It’s a scheme that usually takes place in the shadows – a contractor cutting corners and dodging prevailing wage laws who forces workers to kick back cash.
But yesterday in open court in Baltimore, Sergio Blanco, of Laurel-based BAC Contractors Inc., pleaded guilty to charges of stealing wages. An employee had come forward to work with prosecutors.
Blanco, whose company was hired in 2019 to work as a drywall subcontractor on the new Morgan State University Student Services Building, told the employee to pay or lose his job.
“I had to return Sergio $200 fee every week for having me work on a government project – money that I badly needed to cover my expenses and to support my family,” the victim said in an impact statement read before Maryland District Court Judge Katie Murphy O’Hara.
“It was not enough for Sergio to fire me, but he also proceeded to let many other contractors know so that they would not offer me a job,” the statement continued. “Due to this situation, I spent a lot of time unemployed, without the right to unemployment benefits.”
Before being led off in handcuffs, Blanco was asked if he wanted to speak and declined. But in a “testimonial video” provided later by the state attorney general’s office, the 49-year-old contractor warned, “Please don’t make the same mistake I did.”
“I thought I could be more competitive and make more money if I made my workers pay me a rebate of their wages,” Blanco said. “The attorney general’s office charged me criminally, and I will be spending time in jail.”
Under the terms of the agreement, Blanco pleaded guilty to one count of a misdemeanor “theft scheme.” He was sentenced to six months in jail with all but 50 days suspended, followed by three years of supervised probation upon release.
As part of the agreement, Blanco prepaid $50,000 in restitution that will be made available to certain workers his company underpaid in violation of Maryland’s prevailing wage laws, according to a statement released by the AG’s office.
“Misclassification,” which occurs when an employer incorrectly classifies workers as independent contractors, is an industrywide problem, according to the Maryland Department of Labor.
In most cases, the misreporting is intended to avoid paying unemployment insurance taxes and other payroll taxes as well as workers’ compensation ionsurance premiums.
The department’s 2020 report notes that, going back to 2015, 92 cases of misclassification were reported, resulting in six joint investigations concluded and 198 misclassified workers discovered.
In contrast to prior years, no misclassification citations were issued by the agency in 2020 because “the Covid-19 pandemic. . . prevented the completion of any joint investigation of the cases.”
Morgan State: “No Knowledge”
Workers typically keep quiet about the practice for fear of losing their jobs and being blackballed by the industry. The case of BAC that Assistant Attorney General Alexander Huggins presented in court yesterday was an exception.
As a drywall subcontractor on the construction of the Calvin and Tina Tyler Hall Building on the Morgan campus, Blanco’s company submitted documentation indicating that it had paid workers prevailing wages as specified by state law and the procurement contract for the project, Huggins said.
But between February 18, 2019 and March 13, 2019, one of those employees told prosecutors, he was made to pay Blanco a total of $600 in illegal cash rebates.
Dell Jackson, a spokesman for Morgan State University, said the school “has no direct affiliation with the subject identified nor any direct knowledge of any compensation practices.”
Commercial Group Project
Commercial Interiors was a subcontractor on the Tyler Hall project, listing the 139,000-square-foot building on its online portfolio.

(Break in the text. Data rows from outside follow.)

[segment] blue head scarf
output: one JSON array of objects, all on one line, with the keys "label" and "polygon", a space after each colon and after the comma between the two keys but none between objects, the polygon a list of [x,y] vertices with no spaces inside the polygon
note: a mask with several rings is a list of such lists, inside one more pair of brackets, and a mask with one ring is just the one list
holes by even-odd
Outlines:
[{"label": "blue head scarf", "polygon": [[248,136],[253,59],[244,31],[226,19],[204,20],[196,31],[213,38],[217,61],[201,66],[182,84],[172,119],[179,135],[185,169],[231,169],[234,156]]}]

Part of the Commercial Group headed by Kevin Johnson, the Hanover-based company has been spotlighted before by labor unions for alleged wage theft.
In 2019, a Towson University project where Commercial Interiors was working was the subject of a public protest by representatives of the Philadelphia-based Eastern Atlantic States Regional Council of Carpenters organization that has members in Maryland.
Union representatives held up a banner and handed out fliers that provided more detail:
“Commercial Interiors Inc., subcontracted drywall work to a series of labor brokers who often shortchanged workers. Commercial Interiors along with their business partners are bad for our communities and workers in the construction industry. Does Towson University care???”
Earlier this week, protesters lambasted the company in front of the University of Maryland’s Midtown Baltimore medical campus.
The company did not respond to questions about its labor practices from The Brew.
Attorney General Brian Frosh yesterday stressed that workers who were victimized by BAC are eligible to receive restitution funds.
“We urge any employees of Blanco or BAC Contractors who were required to pay a rebate out of their wages while working on the new student services building at Morgan State University to contact the Office of the Attorney General at 410-230-1712 as soon as possible,” Frosh said in a statement accompanying the plea agreement.
A claim must be made to Frosh’s office no later than February 5, 2022.